An in-law of mine wrote a commercial email consolation web service about a decade ago. Which he eventually sold off or a smart chunk of money. But he implemented an on-site instant messaging capability using XMPP. It was never broadly advertised as such. But you could absolutely connect to it through an XMPP client outside the website. But unfortunately not many of the actual users cared about that beyond the fact that it works for them. However I would not be surprised if many of these customer service on site chat applications etc don't use some level of XMPP. We're just not advertised about it.

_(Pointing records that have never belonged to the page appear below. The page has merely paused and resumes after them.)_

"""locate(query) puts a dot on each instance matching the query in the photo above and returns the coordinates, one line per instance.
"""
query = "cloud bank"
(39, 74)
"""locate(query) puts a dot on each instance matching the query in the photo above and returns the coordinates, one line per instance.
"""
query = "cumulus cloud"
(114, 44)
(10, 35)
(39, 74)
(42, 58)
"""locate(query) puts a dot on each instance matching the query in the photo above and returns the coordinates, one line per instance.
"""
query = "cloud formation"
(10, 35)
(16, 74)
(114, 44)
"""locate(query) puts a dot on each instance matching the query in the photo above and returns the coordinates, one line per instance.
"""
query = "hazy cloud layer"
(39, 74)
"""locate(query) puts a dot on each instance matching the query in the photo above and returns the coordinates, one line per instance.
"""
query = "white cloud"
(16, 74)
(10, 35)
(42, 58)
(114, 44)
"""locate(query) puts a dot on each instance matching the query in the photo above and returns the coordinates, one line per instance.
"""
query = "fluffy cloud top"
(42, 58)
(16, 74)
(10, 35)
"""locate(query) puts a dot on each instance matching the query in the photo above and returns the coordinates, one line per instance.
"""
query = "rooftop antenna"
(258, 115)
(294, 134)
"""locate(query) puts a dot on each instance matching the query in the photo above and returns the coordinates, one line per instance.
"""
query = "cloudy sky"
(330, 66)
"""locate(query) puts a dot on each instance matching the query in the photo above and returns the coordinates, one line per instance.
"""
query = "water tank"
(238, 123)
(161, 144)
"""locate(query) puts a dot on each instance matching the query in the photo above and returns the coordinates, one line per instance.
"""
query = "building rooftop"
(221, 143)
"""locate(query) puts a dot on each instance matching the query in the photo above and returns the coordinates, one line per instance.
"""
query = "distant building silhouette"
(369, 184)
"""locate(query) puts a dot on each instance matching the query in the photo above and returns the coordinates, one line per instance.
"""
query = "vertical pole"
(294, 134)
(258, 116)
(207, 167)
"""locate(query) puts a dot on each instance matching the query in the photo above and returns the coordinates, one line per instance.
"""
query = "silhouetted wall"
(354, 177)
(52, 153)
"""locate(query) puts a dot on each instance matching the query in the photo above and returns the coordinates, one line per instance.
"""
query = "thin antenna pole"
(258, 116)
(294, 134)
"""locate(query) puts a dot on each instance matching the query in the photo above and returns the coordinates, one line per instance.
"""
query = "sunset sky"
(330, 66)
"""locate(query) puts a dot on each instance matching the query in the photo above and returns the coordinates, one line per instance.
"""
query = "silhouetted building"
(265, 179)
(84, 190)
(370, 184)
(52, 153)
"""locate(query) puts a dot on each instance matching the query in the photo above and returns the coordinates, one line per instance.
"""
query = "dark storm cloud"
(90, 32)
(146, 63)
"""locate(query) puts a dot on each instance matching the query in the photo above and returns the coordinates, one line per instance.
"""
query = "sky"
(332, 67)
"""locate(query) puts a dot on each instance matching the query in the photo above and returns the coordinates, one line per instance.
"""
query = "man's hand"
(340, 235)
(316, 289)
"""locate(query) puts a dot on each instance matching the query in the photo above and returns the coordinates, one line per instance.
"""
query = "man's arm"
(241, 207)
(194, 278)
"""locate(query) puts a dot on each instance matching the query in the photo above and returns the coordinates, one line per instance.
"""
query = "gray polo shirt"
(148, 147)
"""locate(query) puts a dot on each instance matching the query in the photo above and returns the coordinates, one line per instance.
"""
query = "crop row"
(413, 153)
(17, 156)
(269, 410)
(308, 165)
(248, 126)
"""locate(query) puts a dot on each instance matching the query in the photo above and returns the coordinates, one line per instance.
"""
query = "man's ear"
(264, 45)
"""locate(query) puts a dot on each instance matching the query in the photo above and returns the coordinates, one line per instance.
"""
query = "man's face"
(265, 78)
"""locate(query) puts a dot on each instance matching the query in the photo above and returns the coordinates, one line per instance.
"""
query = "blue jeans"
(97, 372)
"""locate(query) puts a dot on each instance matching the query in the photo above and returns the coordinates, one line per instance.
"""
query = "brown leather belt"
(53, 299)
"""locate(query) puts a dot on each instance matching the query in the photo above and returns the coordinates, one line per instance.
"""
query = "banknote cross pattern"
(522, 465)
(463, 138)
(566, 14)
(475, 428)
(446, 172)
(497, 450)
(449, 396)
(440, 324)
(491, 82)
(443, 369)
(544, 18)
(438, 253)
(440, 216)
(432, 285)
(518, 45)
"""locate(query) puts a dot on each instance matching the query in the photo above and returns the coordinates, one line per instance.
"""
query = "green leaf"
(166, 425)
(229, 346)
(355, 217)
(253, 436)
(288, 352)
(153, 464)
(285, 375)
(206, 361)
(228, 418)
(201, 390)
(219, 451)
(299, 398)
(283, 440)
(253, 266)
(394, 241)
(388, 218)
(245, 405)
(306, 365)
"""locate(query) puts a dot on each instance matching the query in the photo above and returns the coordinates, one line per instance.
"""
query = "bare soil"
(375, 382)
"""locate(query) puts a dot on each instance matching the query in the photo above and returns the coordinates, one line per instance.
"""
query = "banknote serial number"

I believe XMPP today is an IETF standard. Which anyone can and probably do implement. I remember reading about it having integration with SIP servers etc. unfortunately though it was never one of those sexy exciting things that people really look for. It's why Mastodon etc I haven't really blown up but are still chugging along. Most people only care that the people they want to talk to are there and able to be talked to. Not about how it happens in the background or even what they have to give in exchange for it. And I honestly think it is one of the reasons that Lemmy might actually stand a chance. Reddit by its nature was often rather techy and involved. Growing communities is much different than growing personal walled gardens. And if money does a good job of appealing to those community maintainers. I could see general chatters eventually following. Because no one wants to waste time screaming into an unmoderated void.

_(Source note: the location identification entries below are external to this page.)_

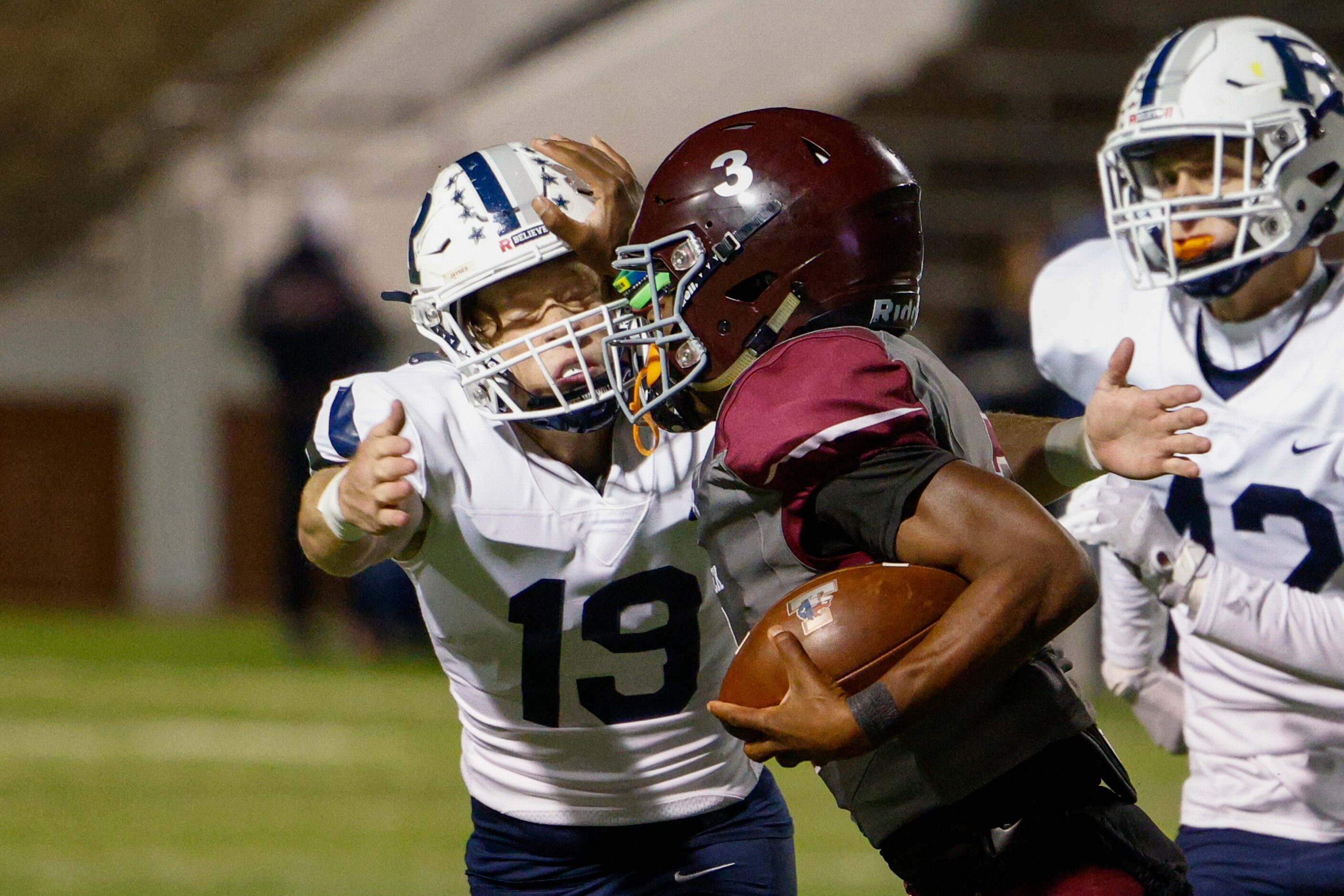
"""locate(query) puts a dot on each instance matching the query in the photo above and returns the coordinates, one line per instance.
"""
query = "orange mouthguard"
(1193, 248)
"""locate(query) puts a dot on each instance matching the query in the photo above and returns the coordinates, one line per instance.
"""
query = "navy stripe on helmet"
(491, 193)
(340, 424)
(1156, 69)
(410, 249)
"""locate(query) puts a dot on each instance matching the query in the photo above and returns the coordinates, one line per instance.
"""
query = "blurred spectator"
(310, 323)
(992, 355)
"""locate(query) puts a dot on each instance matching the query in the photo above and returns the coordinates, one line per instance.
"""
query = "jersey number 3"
(539, 609)
(1188, 510)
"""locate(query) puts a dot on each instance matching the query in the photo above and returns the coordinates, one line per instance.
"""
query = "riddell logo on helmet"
(885, 311)
(1152, 115)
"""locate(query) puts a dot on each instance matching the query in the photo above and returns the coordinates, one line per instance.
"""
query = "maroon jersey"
(818, 407)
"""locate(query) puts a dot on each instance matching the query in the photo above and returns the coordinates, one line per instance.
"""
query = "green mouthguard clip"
(635, 287)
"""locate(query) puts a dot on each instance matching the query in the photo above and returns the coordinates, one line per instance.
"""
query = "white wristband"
(330, 507)
(1069, 456)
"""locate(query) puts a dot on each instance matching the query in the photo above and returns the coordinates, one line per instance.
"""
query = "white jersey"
(577, 626)
(1265, 743)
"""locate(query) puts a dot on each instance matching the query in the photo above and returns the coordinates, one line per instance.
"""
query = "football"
(855, 624)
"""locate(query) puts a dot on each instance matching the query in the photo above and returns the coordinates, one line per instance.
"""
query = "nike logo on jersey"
(1310, 448)
(679, 877)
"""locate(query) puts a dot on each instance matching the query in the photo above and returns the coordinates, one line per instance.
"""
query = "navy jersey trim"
(340, 424)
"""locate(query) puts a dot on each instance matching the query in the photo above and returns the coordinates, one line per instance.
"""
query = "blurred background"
(200, 203)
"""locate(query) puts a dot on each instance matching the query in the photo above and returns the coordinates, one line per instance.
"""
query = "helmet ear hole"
(818, 152)
(750, 289)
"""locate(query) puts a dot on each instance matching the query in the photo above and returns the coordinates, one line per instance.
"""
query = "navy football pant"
(742, 849)
(1237, 863)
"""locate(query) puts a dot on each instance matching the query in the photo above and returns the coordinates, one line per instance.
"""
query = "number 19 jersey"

[–] [email protected] 1 points 1 year ago

Some interesting insights here, thanks. I hope you're right.

[–] [email protected] 6 points 1 year ago

I think one of the biggest things we can do is identify ways to fight bots. One thing has become clear to me, and that's that Reddit and Twitter are stuffed to the gills with bots and professional trolls. I haven't seen a small fraction of the rage engagement here that I did on Reddit, and I'm guessing that the reason alt-right and other extremist messages echo so hard on these platforms is that they really drive rage engagement. These platforms eat it up, because any engagement is good engagement. I worry that Threads will represent an absolute Tsunami of bot-driven garbage and ragebait being broadcast to federated servers.